12. Undoubtedly, even a close relative of a recorded bhumidar can be in adverse possession of agricultural land. However, in cases of adverse possession between family members, stronger evidence and greater scrutiny would be required than in those cases where no such relationship exists. The rationale behind this logic is that there is a presumption in law that possession of one co-heir or closely related individual is permissive and joint in nature. In P. Lakshmi Reddy vs. L. Lakshmi Reddy (Supra), the

Supreme Court has held as under:-

"(4) Now, the ordinary classical requirement of adverse possession is that it should be nec vi nec clam nec precario. (See Secretary of State for India v. Debendra Lal Khan, 61 Ind App 78 at p 82: (AIR 1934 PC 23 at p. 25) (A). The possession required must be adequate in continuity, in publicity and in extent to show that it is possession adverse to the competitor. (See Radhamoni Debi v. Collector of Khulna, 27 Ind App 136 at p. 140 (PC) (B).

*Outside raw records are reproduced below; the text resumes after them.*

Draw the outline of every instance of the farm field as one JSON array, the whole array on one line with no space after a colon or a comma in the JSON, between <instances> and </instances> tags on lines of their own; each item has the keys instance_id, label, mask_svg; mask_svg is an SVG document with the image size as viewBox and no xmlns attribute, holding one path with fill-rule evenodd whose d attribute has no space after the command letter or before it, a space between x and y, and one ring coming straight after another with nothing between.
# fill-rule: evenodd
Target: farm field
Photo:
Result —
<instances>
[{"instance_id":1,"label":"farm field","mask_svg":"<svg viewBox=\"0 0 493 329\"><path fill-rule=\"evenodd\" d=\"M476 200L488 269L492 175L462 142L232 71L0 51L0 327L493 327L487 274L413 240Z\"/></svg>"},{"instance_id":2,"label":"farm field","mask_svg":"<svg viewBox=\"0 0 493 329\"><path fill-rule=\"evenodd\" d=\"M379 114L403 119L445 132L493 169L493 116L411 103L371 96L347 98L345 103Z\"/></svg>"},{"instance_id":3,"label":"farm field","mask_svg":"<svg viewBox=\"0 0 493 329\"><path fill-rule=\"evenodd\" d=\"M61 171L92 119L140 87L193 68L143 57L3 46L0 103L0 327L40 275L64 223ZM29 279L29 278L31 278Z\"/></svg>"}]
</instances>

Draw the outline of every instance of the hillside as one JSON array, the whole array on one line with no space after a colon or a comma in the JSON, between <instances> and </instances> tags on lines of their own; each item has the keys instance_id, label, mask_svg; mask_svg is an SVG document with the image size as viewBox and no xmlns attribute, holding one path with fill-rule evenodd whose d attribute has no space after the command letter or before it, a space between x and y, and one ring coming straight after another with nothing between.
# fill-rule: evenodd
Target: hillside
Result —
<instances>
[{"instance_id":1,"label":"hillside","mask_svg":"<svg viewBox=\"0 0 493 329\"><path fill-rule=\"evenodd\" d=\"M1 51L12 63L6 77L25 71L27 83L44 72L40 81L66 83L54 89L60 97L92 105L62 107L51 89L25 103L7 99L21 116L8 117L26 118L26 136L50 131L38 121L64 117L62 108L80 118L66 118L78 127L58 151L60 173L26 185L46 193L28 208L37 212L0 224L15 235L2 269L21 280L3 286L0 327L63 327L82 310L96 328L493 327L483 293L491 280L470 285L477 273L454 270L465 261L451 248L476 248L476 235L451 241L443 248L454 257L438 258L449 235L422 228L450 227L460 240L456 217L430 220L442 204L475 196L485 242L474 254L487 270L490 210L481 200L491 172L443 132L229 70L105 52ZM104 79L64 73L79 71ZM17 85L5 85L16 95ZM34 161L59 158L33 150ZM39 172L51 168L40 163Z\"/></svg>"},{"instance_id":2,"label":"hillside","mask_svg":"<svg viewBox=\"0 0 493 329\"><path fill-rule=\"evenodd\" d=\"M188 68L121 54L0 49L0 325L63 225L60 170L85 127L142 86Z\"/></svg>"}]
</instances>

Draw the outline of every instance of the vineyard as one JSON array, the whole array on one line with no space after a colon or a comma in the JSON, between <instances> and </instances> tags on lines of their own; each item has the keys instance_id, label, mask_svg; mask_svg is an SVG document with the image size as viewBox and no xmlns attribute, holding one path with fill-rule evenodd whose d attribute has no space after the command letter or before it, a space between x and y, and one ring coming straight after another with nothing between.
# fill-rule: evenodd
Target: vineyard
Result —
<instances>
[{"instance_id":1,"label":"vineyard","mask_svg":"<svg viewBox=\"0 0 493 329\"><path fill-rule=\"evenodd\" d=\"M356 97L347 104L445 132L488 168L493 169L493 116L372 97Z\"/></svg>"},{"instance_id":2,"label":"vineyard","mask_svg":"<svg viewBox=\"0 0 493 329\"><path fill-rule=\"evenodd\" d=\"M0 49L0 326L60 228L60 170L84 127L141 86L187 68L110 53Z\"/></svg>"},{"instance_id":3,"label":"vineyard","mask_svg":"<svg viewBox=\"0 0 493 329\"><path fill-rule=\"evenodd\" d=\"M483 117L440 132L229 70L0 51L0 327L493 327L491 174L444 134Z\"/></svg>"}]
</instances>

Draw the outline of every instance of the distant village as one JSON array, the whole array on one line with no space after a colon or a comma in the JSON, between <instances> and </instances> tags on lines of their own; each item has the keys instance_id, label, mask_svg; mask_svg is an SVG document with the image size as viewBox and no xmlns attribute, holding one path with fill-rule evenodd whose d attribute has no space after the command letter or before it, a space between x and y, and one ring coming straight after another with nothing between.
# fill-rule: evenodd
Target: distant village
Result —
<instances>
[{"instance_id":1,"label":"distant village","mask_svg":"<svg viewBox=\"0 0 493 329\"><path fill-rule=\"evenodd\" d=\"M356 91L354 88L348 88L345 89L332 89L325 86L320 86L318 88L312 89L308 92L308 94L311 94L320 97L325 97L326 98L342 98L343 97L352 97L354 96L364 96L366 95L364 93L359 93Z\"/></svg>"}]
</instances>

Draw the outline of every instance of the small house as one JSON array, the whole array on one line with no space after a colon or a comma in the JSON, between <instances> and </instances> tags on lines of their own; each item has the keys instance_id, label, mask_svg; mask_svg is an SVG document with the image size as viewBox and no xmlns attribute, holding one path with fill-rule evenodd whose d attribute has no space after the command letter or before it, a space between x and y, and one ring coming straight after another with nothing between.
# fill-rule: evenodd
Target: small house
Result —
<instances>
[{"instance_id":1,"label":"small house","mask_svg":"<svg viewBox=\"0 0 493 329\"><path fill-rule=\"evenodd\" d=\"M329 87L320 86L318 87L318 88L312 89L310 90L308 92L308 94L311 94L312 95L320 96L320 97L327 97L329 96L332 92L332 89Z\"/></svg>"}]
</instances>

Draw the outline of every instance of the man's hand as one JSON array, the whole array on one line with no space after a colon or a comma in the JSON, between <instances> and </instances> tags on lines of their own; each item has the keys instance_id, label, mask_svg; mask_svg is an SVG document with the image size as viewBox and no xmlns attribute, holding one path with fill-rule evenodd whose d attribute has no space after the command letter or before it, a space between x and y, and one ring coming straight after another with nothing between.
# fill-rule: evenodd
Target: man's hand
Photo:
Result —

But it is well-settled that in order. to establish adverse possession of one co-heir as against another it is not enough to show that one out of them is in sole possession and enjoyment of the profits of the properties. Ouster of the non-possessing co-heir by the co- heir in possession, who claims his possession to be. adverse, should be made out. The possession of one co-heir is considered, in law, as possession of all the co-heirs. When one co-heir is found to be in possession of the properties it is presumed to be on the basis of joint title. The coheir in possession cannot render his possession adverse to the other co-heir not in possession merely by any secret hostile animus on his own part in derogation of the other co-heir's title. (See Corea v. Appuhamy, 1912 AC 230 (C). It is a settled rule of law that as between co-heirs there must be evidence of open assertion of hostile title, coupled with exclusive possession and enjoyment by one of them to the knowledge of the other so as to constitute ouster. This does not necessarily mean that there must be an express demand by one and denial by the other. There are cases which have held that adverse possession and ouster can be inferred when one co-heir takes and maintains notorious exclusive possession in assertion of hostile title and continues in such possession for a very considerable time and the excluded heir' takes no steps to vindicate his title. Whether that line of cases is right or wrong we need not pause to consider. It is sufficient to notice that the Privy Council in N. Varada Pillai v. Jeevarathnammal, AIR 1919 PC 44 at p. 47 (D) quotes, apparently with approval, a passage from Culley v. Deod Taylerson, (1840) 3 P & D 539 : 52 RR 566 (E) which indicates that such a situation may Tell lead to an inference of ouster "if other circumstances concur". (See also Govindrao v. Rajabai, AIR 1931 PC 48 (F). It may be further mentioned that it is well-

settled that the burden of making out ouster is on the person claiming to displace the lawful title of a co-heir by his adverse possession."

13. Consequently, as standards of proof of adverse possession is higher in the cases where the bhumidar and the occupier are closely related, it was incumbent upon the applicant/petitioner at the outset to have honestly and fully disclosed his relationship between the parties--which he failed to do.

14. Since in the present case neither relevant material facts had been placed before Settlement Officer nor was the possession shown to be open or hostile, this Court is of the view that impugned orders called for no interference. This Court also finds that there is no illegality or material irregularity in the impugned orders. Consequently, present writ petitions and pending applications are dismissed but with no order as to costs.